Protagonismo das mulheres
Grande parte dos alimentos que compunham as cestas foram produzidos por mulheres da Associação de Mulheres Trabalhadoras Rurais de Santarém (AMTR), Associação de Mulheres Trabalhadoras Rurais do Município de Belterra (AMABELA) e Associação de Mulheres Agricultoras Familiares de Mojuí dos Campos – Flores do Campo. São mulheres que atuam no fortalecimento da agroecologia, na defesa do território e na garantia do Bem Viver.

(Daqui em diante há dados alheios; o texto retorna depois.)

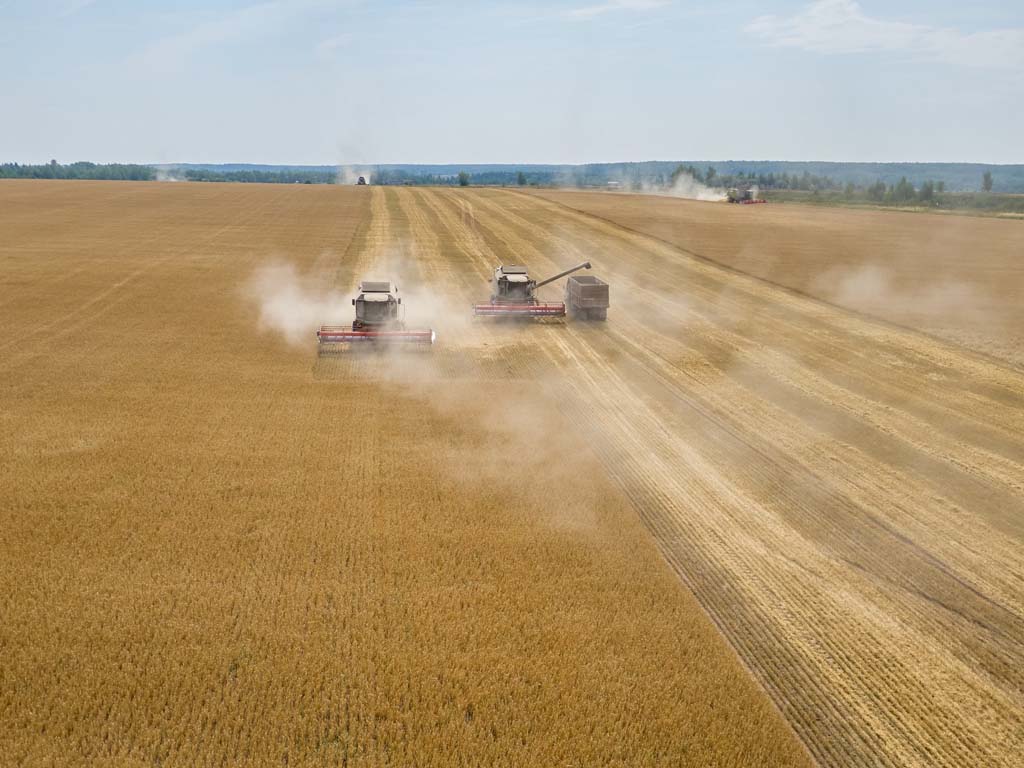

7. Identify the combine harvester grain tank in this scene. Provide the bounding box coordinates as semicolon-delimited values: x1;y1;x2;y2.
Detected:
316;281;435;352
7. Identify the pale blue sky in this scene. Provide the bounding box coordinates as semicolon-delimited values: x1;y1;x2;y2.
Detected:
0;0;1024;164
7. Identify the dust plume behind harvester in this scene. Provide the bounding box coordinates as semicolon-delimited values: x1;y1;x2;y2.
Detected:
473;261;591;317
316;281;434;352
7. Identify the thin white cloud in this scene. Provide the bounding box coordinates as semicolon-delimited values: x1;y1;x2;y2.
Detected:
313;32;355;61
139;0;354;70
59;0;96;18
563;0;670;20
746;0;1024;70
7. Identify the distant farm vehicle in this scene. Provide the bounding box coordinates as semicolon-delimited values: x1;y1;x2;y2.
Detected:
473;261;590;317
316;281;434;351
565;274;608;321
726;186;768;205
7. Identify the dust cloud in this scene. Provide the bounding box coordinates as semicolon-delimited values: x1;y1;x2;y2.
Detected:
243;262;351;344
651;173;726;203
811;264;1000;330
334;165;373;186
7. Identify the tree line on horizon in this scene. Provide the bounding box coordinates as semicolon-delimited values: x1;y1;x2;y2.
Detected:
0;160;1007;205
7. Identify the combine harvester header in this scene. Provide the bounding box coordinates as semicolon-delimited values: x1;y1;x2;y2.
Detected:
473;261;590;317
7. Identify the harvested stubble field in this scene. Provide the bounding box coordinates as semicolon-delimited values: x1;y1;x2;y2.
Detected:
539;190;1024;368
0;182;1024;766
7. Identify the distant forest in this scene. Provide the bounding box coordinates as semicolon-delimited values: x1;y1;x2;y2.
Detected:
8;160;1024;205
0;160;157;181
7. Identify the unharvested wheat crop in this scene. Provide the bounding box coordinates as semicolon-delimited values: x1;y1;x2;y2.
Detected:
0;182;809;766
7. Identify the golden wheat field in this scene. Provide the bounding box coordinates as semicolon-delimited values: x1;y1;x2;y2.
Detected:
0;181;1024;766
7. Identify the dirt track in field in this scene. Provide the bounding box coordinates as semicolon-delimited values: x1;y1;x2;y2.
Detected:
537;189;1024;370
0;185;1024;766
348;189;1024;766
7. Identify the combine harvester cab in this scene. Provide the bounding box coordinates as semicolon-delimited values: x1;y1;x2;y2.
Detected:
316;281;435;353
473;261;590;318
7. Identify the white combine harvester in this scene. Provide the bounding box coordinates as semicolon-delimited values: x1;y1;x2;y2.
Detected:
473;261;590;317
316;281;435;351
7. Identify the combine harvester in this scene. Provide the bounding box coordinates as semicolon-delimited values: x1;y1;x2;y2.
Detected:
726;186;768;206
473;261;602;317
316;281;434;352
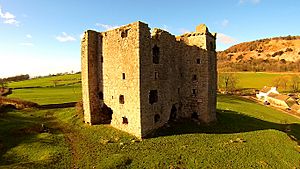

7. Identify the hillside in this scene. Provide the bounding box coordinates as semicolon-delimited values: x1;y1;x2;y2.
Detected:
218;36;300;72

“Foi uma felicidade ver o nosso trabalho sendo valorizado. Foi muito bom saber que a nossa produção chegou à mesa das pessoas que estão passando fome”, relata Veralícia Nunes, que integra a AMABELA
Para Marta Campos, representante da AMTR, o momento significou a concretude da solidariedade e da segurança alimentar e nutricional. “Além de fornecermos uma produção saudável, sem veneno e agroecológica, os alimentos vão saciar a fome de quem está passando necessidade”.
“Agradecemos pela oportunidade em promover mercado para a produção agroecológica das mulheres. Foi gratificante saber que essas famílias puderam se alimentar de produtos saudáveis e de ter contribuído com essa ação solidária”, pontuou Sileuza Nascimento, representante da Flores do campo.
Organizado pelo Fundo Dema e Fase Amazônia, o Banquetaço Solidário contou, também, com o apoio do Sindicato dos Trabalhadores e Trabalhadoras Rurais de Santarém (STTR-STM), Sindicato dos Trabalhadores Rurais Agricultores e Agricultoras familiares de Mojuí dos Campos – PA (STTR-MC-PA), Federação das Associações de Moradores e Comunidades do Assentamento Lago Grande (FEAGLE), Centro de Apoio a Projetos de Ação Comunitária (CEAPAC) e Federação das associações de Moradores e Organizações Comunitárias de Santarém (FAMCOS). Além do Baixo Amazonas, a ação se estende a outros territórios de atuação, como Transamazônica, BR 163 e Nordeste Paraense.